14.2kHz highpass brings back the magic ultraviolet

Well, all the measurements that led to setting the crossover up to 16.5kHz were based on this assumption: we want to cross the drivers over, not blend them.  One driver should be the main contributor, or the other one, thus maximum frequency specificity.

It's a good idea, anyway.  But in listening to Bass Erotica and We Want To Be Loved, it seemed to me  the magic I heard the other night, the magic was gone, even replaced by a barely noticable harshness (making you think the answer would be to turn the high pass up even more, get them tweeters outa there).

So I went back to 14.2, and the magic was back.  It was pretty good at 14.8, quite good at 14.5, and virtually unlistenable at 13.9.  At 12kHz, it was intolerable.  So 14.8-14.2 seems to be the sweet spot, with 14.2 having the most magic.

Doing a sweep, it does not appear that the Elac supertweeters are contributing much to the peaks of the Acoustat below 14kHz.  At 13.9 kHz specifically, turning off the Elacs only reduced the level of a peak by 1dB.

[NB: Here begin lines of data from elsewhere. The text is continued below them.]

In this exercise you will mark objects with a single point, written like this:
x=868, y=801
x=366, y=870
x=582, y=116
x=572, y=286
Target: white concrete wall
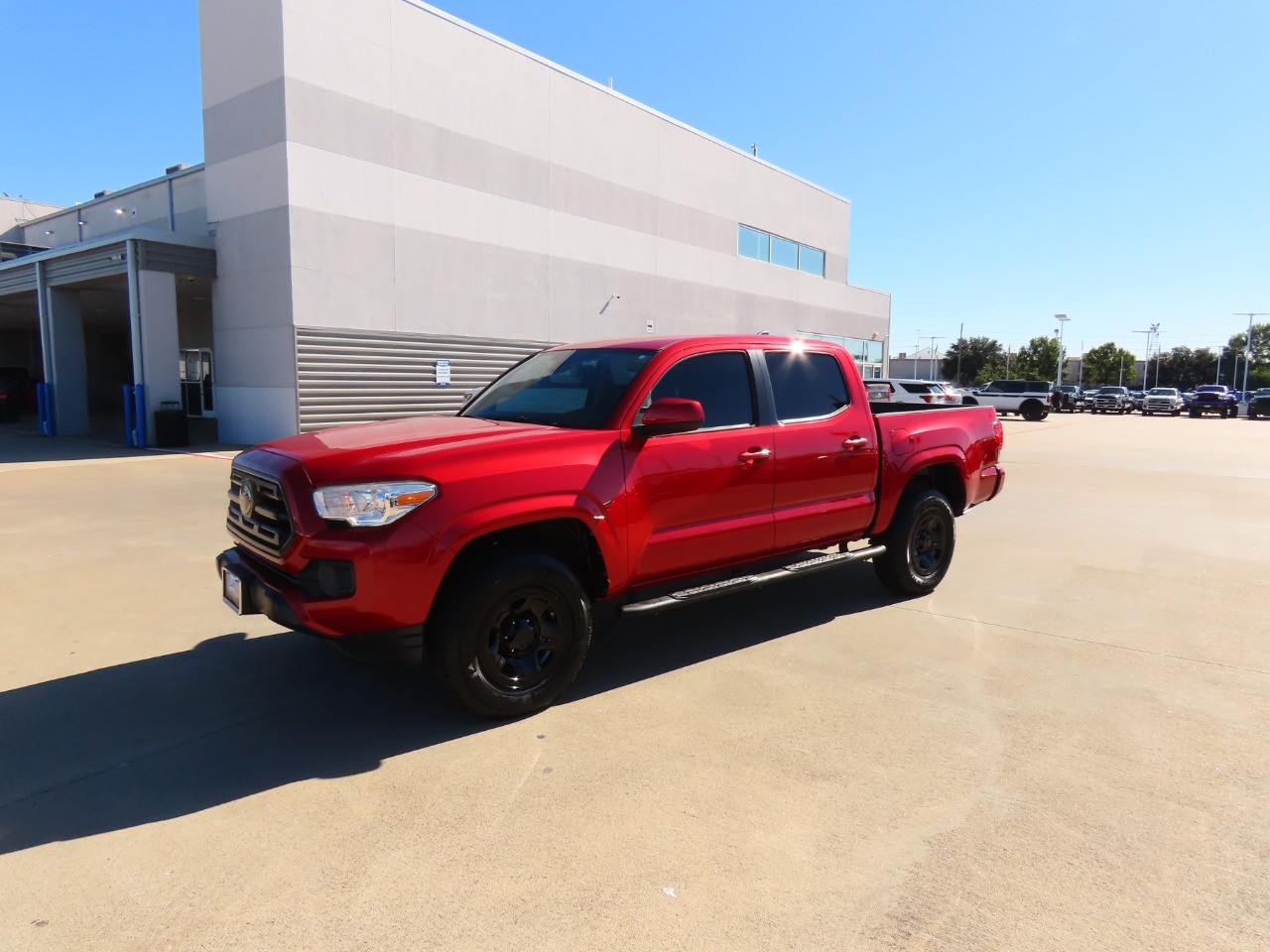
x=375, y=164
x=148, y=204
x=244, y=137
x=14, y=214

But played by themselves, the Elacs would now be acceptable with another driver crossed over as low as 12khz, according to previous tests.  So the current crossover seems to be more of a "blending", with the Elac and Acoustats complementing each other in the range 12-14kHz.

Strangely, however, if I could make the Elacs acoustically cross exactly where I want, I would choose 14.2, and that is also what I have dialed in, but based on listening tests rather than measurements.

An overall sweep shows barely any difference, perhaps the 14.2 provides somewhat greater stability and non-directionality thanks to greater coverage by the omndirectional tweeter rather than the narrowing beam of an electrostatic driver at its upper limits.